Doubling pace of boosters could prevent 41,000 deaths, report finds

Ramping up COVID-19 booster administration could save thousands of lives and prevent hundreds of thousands of hospitalizations over the next four months, according to a Jan.7 analysis from the Commonwealth Fund.

Researchers used a simulation model to project the trajectory of COVID-19 cases, hospitalizations and deaths if booster rates accelerated between January and April. 

In December, the U.S. administered about 770,000 booster shots daily. At that pace, the U.S. will see about 110 million new infections, 210,000 deaths and nearly 1.7 million hospitalizations over the next four months, the model predicted. 

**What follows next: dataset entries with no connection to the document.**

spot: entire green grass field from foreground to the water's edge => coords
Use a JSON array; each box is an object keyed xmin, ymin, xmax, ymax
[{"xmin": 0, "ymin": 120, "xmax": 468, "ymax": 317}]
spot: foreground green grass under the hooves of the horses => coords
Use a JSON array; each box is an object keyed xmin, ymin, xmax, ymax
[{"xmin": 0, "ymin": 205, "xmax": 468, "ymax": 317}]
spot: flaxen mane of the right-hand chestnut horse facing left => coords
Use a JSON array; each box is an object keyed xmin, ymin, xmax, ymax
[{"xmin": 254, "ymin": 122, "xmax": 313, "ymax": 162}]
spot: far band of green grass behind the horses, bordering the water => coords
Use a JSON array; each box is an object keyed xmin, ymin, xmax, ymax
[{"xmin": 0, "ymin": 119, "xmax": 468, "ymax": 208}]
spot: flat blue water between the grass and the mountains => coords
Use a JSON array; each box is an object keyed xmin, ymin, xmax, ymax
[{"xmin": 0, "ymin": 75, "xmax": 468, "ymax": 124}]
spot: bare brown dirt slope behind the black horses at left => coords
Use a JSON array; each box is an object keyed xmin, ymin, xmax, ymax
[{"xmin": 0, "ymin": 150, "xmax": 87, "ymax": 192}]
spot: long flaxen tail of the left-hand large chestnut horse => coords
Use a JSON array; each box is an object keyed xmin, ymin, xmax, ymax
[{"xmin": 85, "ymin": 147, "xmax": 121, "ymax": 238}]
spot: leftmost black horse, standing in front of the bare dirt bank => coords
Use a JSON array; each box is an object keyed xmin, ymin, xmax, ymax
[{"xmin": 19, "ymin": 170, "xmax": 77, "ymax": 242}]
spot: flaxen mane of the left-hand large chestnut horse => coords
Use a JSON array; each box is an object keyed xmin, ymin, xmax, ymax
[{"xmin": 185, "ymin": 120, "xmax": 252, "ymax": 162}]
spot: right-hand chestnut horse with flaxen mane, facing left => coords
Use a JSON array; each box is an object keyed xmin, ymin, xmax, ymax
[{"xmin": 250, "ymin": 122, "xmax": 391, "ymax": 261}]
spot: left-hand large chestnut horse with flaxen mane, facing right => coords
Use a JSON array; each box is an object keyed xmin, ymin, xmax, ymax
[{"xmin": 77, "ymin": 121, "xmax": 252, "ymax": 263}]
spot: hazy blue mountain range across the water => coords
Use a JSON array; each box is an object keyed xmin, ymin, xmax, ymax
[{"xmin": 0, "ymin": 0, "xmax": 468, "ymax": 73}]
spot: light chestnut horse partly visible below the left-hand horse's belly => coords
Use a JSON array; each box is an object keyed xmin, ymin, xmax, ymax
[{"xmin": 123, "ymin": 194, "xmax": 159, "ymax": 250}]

By doubling the daily pace of boosters, the nation could prevent about 14 million infections, 41,000 deaths and more than 400,000 hospitalizations by the end of April, the model showed. If this rate tripled to 2.3 million boosters administered daily, the expected number of deaths and hospitalizations would fall by nearly 30 percent and 35 percent, respectively. 

"Tripling the pace of booster vaccination to 2.3 million doses is achievable," researchers wrote, noting that the U.S. administered about 2 million vaccine doses every day for nearly three months in early 2021.

"As omicron spreads, our findings highlight the urgent need to administer boosters as quickly as possible to everyone who is eligible," the researchers concluded.